Unable to save 1 little box of text

Discussions and Tech Support related to website data extraction, screen scraping and data mining using iMacros.
Forum rules
Before asking a question or reporting an issue:
1. Please review the list of FAQ's.
2. Use the search box (at the top of each forum page) to see if a similar problem or question has already been addressed.
3. Try searching the iMacros Wiki - it contains the complete iMacros reference as well as plenty of samples and tutorials.
4. We can respond much faster to your posts if you include the following information: CLICK HERE FOR IMPORTANT INFORMATION TO INCLUDE IN YOUR POST
bobbyd67
Posts: 15
Joined: Sat May 21, 2011 5:19 am

Unable to save 1 little box of text

Post by bobbyd67 » Sun May 31, 2015 1:43 am

Hi All,

VERSION BUILD=8920312
Win7
Firefox 36.0.1

What I am trying to do is search for a product on a website, then simply extract and save in a csv file the text description for the product.

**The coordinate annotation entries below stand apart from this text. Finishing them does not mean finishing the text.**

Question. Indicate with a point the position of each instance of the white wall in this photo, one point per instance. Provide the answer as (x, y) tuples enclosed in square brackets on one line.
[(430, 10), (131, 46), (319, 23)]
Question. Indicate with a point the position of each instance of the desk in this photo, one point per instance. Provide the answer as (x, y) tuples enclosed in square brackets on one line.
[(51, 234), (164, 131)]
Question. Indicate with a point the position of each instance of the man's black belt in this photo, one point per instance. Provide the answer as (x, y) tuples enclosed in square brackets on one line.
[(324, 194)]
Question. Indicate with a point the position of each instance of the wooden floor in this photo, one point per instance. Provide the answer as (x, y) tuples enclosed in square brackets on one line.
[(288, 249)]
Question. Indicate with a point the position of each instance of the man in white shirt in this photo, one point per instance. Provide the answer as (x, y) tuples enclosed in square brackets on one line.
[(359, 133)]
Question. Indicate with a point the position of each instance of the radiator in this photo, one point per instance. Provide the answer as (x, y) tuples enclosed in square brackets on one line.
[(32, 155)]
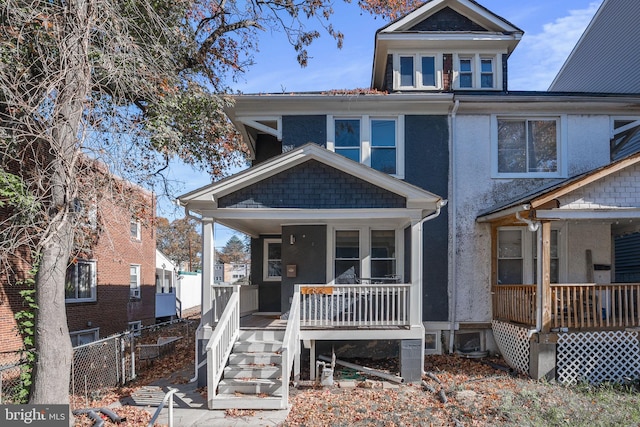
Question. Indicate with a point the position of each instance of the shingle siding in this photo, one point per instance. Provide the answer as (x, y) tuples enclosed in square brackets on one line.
[(312, 185)]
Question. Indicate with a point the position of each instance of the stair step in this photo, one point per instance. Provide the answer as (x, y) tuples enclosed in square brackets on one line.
[(257, 346), (253, 386), (261, 335), (224, 401), (252, 371), (255, 358)]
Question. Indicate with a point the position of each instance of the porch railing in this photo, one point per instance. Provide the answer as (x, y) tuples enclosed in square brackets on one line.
[(291, 348), (596, 306), (584, 306), (354, 305), (515, 303), (221, 342)]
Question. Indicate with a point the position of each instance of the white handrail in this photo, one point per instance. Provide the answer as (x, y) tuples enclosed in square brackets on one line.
[(291, 347), (167, 397), (221, 343)]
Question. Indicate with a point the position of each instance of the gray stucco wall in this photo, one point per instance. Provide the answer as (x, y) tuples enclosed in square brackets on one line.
[(427, 165)]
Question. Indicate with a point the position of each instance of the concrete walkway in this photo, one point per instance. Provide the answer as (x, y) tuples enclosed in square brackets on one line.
[(190, 408)]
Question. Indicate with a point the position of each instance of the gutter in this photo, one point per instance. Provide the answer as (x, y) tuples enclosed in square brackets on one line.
[(454, 232)]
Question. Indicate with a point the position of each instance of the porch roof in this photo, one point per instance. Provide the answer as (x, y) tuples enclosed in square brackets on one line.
[(409, 202), (554, 201)]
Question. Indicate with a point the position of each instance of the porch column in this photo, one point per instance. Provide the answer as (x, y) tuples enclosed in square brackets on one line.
[(208, 253)]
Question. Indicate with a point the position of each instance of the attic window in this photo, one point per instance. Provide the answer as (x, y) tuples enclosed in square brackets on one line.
[(417, 71)]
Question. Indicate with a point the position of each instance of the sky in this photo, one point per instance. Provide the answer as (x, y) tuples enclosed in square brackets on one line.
[(551, 30)]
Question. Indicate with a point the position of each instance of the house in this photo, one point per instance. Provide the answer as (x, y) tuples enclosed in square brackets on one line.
[(115, 273), (438, 207)]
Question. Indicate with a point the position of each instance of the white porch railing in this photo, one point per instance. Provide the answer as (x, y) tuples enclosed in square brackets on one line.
[(224, 336), (354, 305), (291, 348)]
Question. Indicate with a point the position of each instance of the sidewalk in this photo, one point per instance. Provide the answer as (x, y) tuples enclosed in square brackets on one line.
[(190, 408)]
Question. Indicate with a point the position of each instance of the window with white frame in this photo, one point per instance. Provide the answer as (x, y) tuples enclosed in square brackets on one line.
[(365, 253), (134, 229), (517, 256), (374, 141), (528, 147), (417, 71), (134, 281), (272, 266), (84, 337), (80, 281), (476, 71)]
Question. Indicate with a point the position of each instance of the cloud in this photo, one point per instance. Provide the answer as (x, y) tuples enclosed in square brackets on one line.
[(538, 58)]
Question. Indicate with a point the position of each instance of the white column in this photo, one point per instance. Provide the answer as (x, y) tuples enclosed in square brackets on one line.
[(208, 253)]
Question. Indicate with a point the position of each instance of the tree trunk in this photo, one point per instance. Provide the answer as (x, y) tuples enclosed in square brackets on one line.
[(53, 345)]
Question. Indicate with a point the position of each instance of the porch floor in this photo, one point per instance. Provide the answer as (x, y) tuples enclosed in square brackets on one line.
[(262, 321)]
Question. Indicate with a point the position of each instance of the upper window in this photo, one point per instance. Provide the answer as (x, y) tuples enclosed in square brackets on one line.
[(528, 147), (417, 71), (80, 283), (134, 281), (475, 71), (134, 227), (272, 260), (373, 141)]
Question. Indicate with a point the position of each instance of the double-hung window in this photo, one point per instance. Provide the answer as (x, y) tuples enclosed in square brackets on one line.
[(134, 281), (417, 71), (80, 282), (373, 141), (528, 147)]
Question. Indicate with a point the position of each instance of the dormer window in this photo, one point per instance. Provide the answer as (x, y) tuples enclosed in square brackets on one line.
[(417, 71), (476, 71)]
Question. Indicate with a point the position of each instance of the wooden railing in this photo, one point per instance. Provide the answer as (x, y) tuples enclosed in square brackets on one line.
[(221, 342), (354, 305), (574, 306), (595, 306), (291, 348), (515, 303)]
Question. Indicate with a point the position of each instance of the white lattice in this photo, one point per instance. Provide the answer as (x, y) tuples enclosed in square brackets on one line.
[(513, 342), (596, 357)]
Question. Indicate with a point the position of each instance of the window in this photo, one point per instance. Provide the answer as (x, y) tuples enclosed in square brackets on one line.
[(135, 229), (84, 337), (134, 281), (466, 73), (517, 256), (80, 281), (486, 73), (135, 327), (528, 147), (373, 141), (417, 71), (272, 260), (365, 253)]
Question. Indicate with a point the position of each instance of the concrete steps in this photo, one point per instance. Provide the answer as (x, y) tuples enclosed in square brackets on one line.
[(252, 378)]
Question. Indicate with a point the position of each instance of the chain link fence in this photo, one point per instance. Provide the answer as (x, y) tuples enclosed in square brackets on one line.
[(11, 365)]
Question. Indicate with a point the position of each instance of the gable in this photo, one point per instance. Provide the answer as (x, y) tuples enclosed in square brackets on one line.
[(447, 19), (312, 185)]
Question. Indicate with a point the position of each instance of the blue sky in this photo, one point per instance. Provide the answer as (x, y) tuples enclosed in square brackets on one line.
[(551, 27)]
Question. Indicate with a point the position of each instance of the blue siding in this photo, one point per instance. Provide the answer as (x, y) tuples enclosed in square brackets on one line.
[(427, 166)]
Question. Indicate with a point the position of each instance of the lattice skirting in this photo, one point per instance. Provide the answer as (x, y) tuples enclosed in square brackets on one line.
[(596, 357), (513, 342)]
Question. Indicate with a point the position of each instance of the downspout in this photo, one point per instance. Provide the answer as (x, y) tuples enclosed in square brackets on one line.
[(453, 221)]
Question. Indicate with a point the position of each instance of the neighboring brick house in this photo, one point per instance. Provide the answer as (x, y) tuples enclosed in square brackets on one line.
[(111, 285)]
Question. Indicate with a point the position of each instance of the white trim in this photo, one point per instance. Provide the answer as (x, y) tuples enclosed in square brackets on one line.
[(265, 261), (561, 146)]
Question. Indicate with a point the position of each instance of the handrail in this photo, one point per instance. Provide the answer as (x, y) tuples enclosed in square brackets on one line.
[(291, 347), (221, 343), (167, 397)]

I have a bout 300 part numbers to search for.

This is the website it first starts at.
http://us.idec.com/Home.aspx

I then searches for product successfully, and lands at say this page: http://us.idec.com/Catalog/SearchResult ... 3G8JT22TFB*

You can then see the small text description on the page " Touchscreen HMI 8.4 inch TFT 65K Color SVGA 800x600 Black Bezel Ethernet USB Port ".

This is the decsription I need to save for each searched product.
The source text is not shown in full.